Sclerotherapy

before vein treatment

Sclerotherapy is the most common procedure used to treat spider veins and varicose veins. During treatment, a liquid chemical called a sclerosing solution is injected into the vein causing the vein walls to seal shut. After time, the vein breaks down, turns to scar tissue and then disappears.

Varicose veins are identified by their enlarged, gnarled appearance; they may be red or blue, and often bulge beyond the surface of the skin. Spider veins are like varicose veins in that they are enlarged and red or blue-colored; however, the veins are thinner and appear closer to the skin's surface. Both varicose and spider veins may ache or throb, worsening when you stand or sit for long periods of time.

Should I be concerned about spider veins or varicose veins?

leg veins before You may want to seek medical help if your varicose or spider veins become swollen, or are warm to the touch. If the appearance of the vein(s) bothers you, you may want to consider sclerotherapy, a popular cosmetic treatment for unwanted veins.

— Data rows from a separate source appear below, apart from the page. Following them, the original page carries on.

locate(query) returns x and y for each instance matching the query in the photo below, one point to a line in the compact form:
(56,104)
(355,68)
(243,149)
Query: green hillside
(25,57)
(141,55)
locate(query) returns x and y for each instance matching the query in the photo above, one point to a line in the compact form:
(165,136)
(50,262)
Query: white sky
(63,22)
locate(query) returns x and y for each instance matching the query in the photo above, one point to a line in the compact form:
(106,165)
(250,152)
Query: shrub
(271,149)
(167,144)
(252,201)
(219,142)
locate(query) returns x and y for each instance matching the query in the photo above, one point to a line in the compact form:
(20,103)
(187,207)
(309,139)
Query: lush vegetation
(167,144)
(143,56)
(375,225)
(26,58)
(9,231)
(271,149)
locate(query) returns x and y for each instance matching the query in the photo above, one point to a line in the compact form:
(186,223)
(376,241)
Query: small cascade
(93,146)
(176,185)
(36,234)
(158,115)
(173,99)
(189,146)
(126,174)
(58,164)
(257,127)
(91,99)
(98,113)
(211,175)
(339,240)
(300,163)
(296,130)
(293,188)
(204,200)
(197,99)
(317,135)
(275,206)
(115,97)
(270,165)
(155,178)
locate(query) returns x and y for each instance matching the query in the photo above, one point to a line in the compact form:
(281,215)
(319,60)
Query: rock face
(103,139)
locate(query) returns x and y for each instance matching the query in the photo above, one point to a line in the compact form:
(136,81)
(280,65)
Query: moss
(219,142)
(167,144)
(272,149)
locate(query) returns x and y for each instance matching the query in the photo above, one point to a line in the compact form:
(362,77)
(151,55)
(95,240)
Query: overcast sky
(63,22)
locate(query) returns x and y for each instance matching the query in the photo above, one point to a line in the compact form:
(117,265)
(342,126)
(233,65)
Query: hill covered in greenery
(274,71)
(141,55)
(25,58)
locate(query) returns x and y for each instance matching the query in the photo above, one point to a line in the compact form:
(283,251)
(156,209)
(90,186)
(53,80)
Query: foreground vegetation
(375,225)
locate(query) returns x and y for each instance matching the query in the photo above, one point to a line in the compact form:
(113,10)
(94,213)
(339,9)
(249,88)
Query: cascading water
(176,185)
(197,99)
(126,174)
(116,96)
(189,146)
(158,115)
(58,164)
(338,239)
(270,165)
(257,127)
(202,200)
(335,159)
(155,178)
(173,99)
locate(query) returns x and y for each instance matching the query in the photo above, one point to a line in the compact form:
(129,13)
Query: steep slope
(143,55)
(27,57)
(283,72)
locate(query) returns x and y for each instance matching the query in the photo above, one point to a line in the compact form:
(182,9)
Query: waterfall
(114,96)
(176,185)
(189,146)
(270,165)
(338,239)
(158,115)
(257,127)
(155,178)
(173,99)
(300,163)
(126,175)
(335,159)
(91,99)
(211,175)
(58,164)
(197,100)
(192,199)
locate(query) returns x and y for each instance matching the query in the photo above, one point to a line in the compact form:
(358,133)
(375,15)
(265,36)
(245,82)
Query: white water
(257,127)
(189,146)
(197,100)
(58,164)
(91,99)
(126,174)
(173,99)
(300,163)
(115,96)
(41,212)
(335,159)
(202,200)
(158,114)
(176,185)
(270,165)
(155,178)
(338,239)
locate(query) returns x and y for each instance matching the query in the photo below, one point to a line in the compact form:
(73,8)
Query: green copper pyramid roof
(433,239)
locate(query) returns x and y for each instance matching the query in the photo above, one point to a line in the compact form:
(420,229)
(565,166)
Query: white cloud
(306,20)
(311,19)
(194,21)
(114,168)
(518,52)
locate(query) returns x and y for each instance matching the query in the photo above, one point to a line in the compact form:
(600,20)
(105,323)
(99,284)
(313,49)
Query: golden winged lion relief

Unwanted veins can appear as a result of factors such as:
  • Heredity
  • Pregnancy
  • Hormonal shifts
  • Weight gain
  • Prolonged sitting or standing

What happens during sclerotherapy?View Procedures & Treatments

Your plastic surgeon will thoroughly examine the veins you are concerned about, taking notes of your symptoms. Venous reflux disease, the abnormal recirculation of blood, causes symptoms similar to those related to varicose and spider veins, so it's important to see a doctor regarding the condition.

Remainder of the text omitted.